U’Halie, who will earn $77,000 annually, has both public- and private-sector personnel-management experience and knowledge of collective bargaining, Righetti said, noting that county workers are represented by 21 labor-union locals.
From 1994 to 2000, U’Halie was HR manager at Mahoning County’s Department of Job and Family Services.
She served in the same role at Sysco Food Services Inc. of Cleveland from 2000 to 2008 and in Portage County government from 2008 to 2012.
She has a bachelor’s degree, cum laude, in personnel and labor relations from LaSalle University in Philadelphia and a master’s degree in business administration from Youngstown State University.
Also this week, the commissioners bought a 2013 sanitary sewer and pumping station cleaning truck for $237,908 from Jack Doheny Supplies Inc. of Twinsburg through a state purchasing contract, with sewer fees paying for the purchase.

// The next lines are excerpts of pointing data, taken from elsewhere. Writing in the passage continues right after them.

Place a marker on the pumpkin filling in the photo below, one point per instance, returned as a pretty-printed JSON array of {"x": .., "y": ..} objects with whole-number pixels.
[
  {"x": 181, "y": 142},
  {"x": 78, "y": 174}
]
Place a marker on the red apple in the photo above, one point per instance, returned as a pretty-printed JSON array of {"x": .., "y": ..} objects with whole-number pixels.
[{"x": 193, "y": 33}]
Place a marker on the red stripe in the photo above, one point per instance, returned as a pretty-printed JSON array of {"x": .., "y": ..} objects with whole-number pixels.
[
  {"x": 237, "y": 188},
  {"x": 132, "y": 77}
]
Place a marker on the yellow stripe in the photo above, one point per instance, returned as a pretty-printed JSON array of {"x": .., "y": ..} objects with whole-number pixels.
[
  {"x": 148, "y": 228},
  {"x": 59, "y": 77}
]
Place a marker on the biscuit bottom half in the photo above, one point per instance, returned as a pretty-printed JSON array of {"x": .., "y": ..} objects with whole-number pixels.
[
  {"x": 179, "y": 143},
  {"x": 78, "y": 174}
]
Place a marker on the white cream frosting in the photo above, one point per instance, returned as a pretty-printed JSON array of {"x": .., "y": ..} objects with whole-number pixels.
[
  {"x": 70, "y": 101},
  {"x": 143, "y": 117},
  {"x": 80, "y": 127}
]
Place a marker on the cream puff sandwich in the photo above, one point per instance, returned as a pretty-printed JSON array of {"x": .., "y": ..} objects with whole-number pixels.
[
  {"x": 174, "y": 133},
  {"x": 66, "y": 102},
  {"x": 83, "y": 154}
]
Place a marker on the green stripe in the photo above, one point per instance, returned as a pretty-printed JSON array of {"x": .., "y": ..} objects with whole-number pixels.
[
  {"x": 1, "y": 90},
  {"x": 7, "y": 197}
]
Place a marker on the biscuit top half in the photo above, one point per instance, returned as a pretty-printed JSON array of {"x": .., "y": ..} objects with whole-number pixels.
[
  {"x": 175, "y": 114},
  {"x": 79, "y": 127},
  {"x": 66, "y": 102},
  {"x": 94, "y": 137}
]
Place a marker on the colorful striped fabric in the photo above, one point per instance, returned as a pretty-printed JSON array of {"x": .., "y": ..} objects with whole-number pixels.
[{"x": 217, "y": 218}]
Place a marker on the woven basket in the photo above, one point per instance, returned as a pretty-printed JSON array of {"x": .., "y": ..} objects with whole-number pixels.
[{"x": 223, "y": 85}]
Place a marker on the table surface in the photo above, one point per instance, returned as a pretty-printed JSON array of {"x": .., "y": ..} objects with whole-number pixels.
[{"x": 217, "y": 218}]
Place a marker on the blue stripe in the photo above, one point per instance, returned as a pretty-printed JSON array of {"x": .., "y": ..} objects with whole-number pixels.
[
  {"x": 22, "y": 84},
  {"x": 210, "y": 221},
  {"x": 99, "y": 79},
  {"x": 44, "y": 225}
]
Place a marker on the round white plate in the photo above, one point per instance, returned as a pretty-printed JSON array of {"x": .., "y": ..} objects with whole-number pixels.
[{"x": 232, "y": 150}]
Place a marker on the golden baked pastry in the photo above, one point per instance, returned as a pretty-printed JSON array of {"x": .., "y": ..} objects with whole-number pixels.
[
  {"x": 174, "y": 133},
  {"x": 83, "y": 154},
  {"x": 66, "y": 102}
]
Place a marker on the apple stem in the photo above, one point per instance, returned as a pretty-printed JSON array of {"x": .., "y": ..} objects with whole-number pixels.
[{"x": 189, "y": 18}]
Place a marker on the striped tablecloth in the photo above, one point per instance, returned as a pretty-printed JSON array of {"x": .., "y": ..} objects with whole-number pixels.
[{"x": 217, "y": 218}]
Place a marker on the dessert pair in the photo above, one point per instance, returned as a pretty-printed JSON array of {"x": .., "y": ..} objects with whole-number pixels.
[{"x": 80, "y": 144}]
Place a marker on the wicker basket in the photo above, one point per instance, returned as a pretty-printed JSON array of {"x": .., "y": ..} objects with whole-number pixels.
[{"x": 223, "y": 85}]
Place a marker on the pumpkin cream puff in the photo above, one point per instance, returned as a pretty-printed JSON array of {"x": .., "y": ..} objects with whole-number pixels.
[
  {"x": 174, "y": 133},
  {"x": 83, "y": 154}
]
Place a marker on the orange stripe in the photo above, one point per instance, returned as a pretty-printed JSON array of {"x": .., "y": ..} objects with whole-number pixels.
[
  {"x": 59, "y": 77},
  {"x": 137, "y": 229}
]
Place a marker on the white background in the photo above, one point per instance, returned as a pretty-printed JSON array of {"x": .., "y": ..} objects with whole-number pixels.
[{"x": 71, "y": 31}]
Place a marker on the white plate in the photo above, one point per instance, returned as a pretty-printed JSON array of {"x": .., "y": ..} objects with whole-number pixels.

Cerni Motor Sales Inc. of Austintown is supplying the cab.
The purchase included the trade of a 2007 sewer- cleaning truck, with a $100,000 value.
The county uses two such trucks to clean more than 800 miles of sewers and more than 80 pumping stations.
“Generally, we like to rotate these trucks out about every five to seven years to keep the equipment running efficiently,” said Bill Coleman, office manager at the county sanitary engineer’s office.
Also at the meeting, the county commissioners heard John Williams of McDonald, a member of Frack Free Mahoning Valley and Frack Free Ohio, ask whether the county has an evacuation plan ready for use in case of a blowout or some other oil- and gas-well emergency.
The county has a master emergency operations plan, which includes evacuation plans, said Clark Jones, county emergency management agency director.
“The fire service is very instrumental in what would be evacuated,” Jones said. “We would be taking our direction and lending our assets in support of the fire chief in charge of any situation,” he said, adding that state law puts the local fire chief in charge in any such emergency.
“We know where the wells are, and we know where the people who live around the wells are, so we can make contingency plans ahead of time in this case, and I’m hoping that the county does so,” Williams said.